World oil markets are re-balancing as the Organization of Petroleum Exporting Countries and its allies implement production cuts, the IEA said in its monthly report. Still, inventories remain high and the volume of crude needed from OPEC is less than previously thought as consumption in some developing nations had been overestimated, it said.
Oil prices have lost about 9 percent in London this year on concern that supply curbs by OPEC and partners including Russia aren’t aggressive enough to clear a global surplus.
The agency lowered projections for the amount of crude required from OPEC this year and next by about 400,000 barrels a day. About 32.6 million barrels a day will be needed from the group this year, less than the 32.84 million it pumped in July.
There are also growing doubts that all the countries involved in the accord to reduce supply are fully committed, the IEA said.
OPEC’s rate of compliance with the cutbacks slipped last month to 75 percent, the lowest since the accord started in January. Iraq’s implementation was just 34 percent, Venezuela’s 28 percent, and the U.A.E.’s 53 percent.
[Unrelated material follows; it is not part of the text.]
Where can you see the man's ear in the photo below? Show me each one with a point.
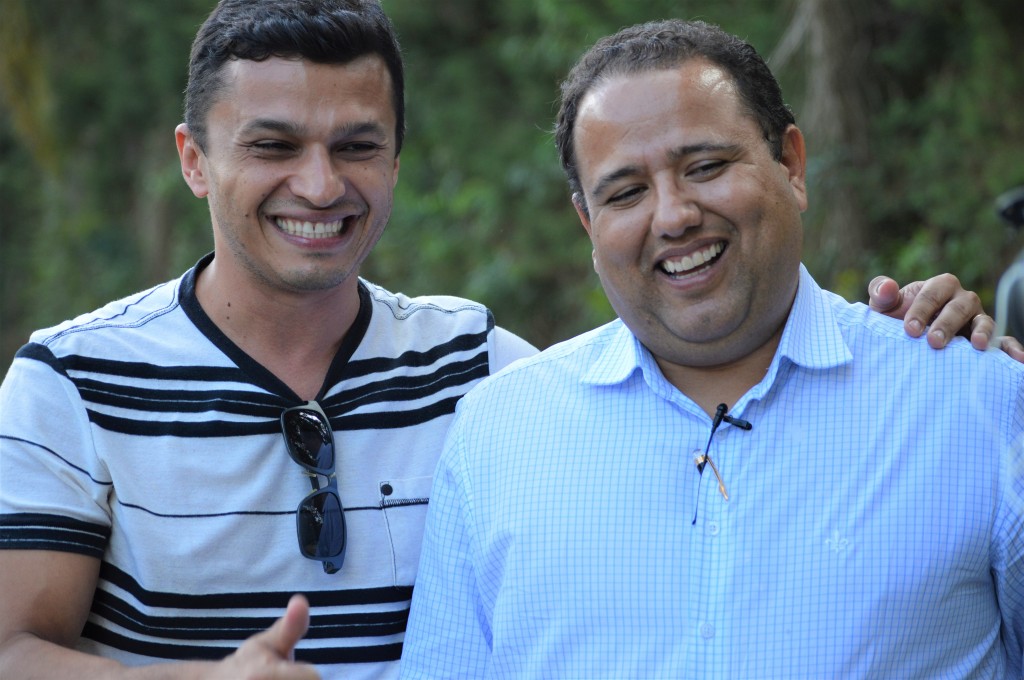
(193, 161)
(795, 161)
(581, 205)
Adherence among the non-members coordinating with OPEC was at 67 percent.
Despite the reduction in total demand estimates, the rate of growth for this year is stronger than previously thought, at 1.5 million barrels a day.
“Producers should find encouragement from demand, which is growing year-on-year more strongly than first thought,” the IEA said.
OPEC’s cutbacks are having some success as global inventories declined in the second quarter by about 500,000 barrels a day, according to the agency.
While that’s narrowing the surplus versus the five-year average — OPEC’s stated objective — stockpiles were still 219 million barrels a day above this level at the end of June, the agency said.
With a lower demand outlook and higher OPEC output, “stock draws later in the year are likely to be lower than first thought,” it said.